The genealogical relationships of the uqcrfs1 alleles were analyzed with Bayesian statistics using BEAST v1.10.4 and BEAUTI v1.10.4 [31]. Bayesian analysis was initiated from a random starting tree and based on the Hasegawa–Kishino–Yano (HKY) mutation model [32] with gamma-distributed site rate variation, and four discrete mutation classes (HKY+G). A strict clock was predicted using the Yule model as the tree prior. The MCMC was run for 100.000.000 steps and samples were taken every 10.000 steps to calculate posterior distribution parameters. As burn-in, the first recorded 1000 trees were discarded. In addition to Eastern Mediterranean frogs, uqcrfs1 sequences of additional water frog species were included in Bayesian analysis such as the European species Pelophylax perezi (Iberian Peninsula), Pelophylax bergeri (Apennine Peninsula), P. lessonae (Central Europe), Pelophylax shqipericus (western coast of the Balkan Peninsula), Pelophylax cretensis (Crete), and the Northwest African frogs of the Pelophylax saharicus group. The uqcrfs1 sequence of N. parkeri (XM_018553056.1) was used as the outgroup. In addition, uncorrected p distances between the different evolutionary water frog lineages were calculated using MEGA11. The uqcrfs1 topology and p distances were used to define allelic groups and subgroups.
3. Results
3.1. The Structure and Evolution of the uqcrfs1 Gene in Water Frogs
The uqcrfs1 gene of P. lessonae consists of two exons (exon1: 196 bp; exon2: 611 bp) and one intron of unknown length. The CDS is 807 bp long and the corresponding protein sequence comprises 268 aas. The 5’ region of the CDS does not contain a common TATA or CCAAAT box, but has several GC-rich blocks (Figure 1). The MEME motif discovery tool revealed that the 5’ coding region contains four undefined motifs (uq motifs 1–4) and a GC box (Figure 2). The GOMo gene ontology tool showed that motif-1 and motif-2 have transcription factor and RNA binding activities. Motif-1 is conserved in all species (X. tropicalis, R. temporaria, N. parkeri); motif-2 is conserved in P. lessonae and X. tropicalis except for two single nucleotide polymorphisms (SNPs). Motif 3 is thought to function as a transcription factor; it is highly conserved, as indicated by only a single SNP between P. lessonae and X. tropicalis. Transcription factor activity is also inferred for motiv-4 which differs between X. tropicalis and P. lessonae in three SNPs. The GC box (GGGCGG) is identical to that of many other eukaryotic genes such as dihydrofolate reductase [DHFR [33] and epidermal growth factor receptor [34]. The 3’ region of the uqcrfs1 gene contains a polyA signal (AUUAAA), which is conserved except for a substitution in X. tropicalis. The polyA cleavage site is located about 12 nt downstream of the polyA signal (Figure 1).
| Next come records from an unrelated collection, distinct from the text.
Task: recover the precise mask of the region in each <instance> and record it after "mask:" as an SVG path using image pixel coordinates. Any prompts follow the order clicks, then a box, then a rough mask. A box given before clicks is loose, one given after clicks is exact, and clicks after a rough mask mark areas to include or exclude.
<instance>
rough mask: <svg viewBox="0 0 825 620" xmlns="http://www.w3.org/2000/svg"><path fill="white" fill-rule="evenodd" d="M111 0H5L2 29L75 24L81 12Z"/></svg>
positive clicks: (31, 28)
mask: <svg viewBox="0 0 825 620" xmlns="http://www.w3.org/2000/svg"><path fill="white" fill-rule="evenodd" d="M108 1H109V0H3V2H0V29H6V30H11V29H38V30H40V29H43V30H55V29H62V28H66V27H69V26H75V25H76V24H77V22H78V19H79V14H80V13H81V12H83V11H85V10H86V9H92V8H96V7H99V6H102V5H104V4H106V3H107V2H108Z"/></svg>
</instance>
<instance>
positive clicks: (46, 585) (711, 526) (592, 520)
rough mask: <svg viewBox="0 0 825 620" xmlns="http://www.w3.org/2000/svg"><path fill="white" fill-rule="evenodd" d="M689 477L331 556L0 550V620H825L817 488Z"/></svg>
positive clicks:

The basic characteristics of the uqcrfs1 gene obtained from different frog species revealed that the length of the CDS and its corresponding protein sequence are 807 nt (268 aa) in all species except X. tropicalis (822 nt; 273 aa); it has two exons in all species studied. Exon1 is 196 nt long in all species except X. tropicalis (211 nt) and exon2 comprises 611 nt in all analyzed species. The GC content of the CDS ranges between 48.4% (X. tropicalis) and 61.4% (R. temporaria). The G/C-ending codons of the CDS vary between 44.32% (X. tropicalis) and 79.48% (R. temporaria). The G/C-ending codons of exon1 range between 61.43% (X. tropicalis) and 92.31% (P. lessonae, P. ridibundus, and R. temporaria) and for exon2 between 38.42% (X. tropicalis) and 75.37% (R. temporaria) (Table 1). Remarkably, more than 90% of codons in exon1 end with G/C except in X. tropicalis (61.43%) while only more than 68% of codons in exon2 end with G/C, and it is very low in X. tropicalis (38%). Linear regression models revealed significant relationships between the GC content of the CDS and the G/C content at the first, second, and third codon positions (R2 = 0.7219, p < 0.0003 at the first codon; R2 = 0.842, p < 0.0001 at the second codon; R2 = 0.9473, p < 0.0001 at the third codon) (Figure 2).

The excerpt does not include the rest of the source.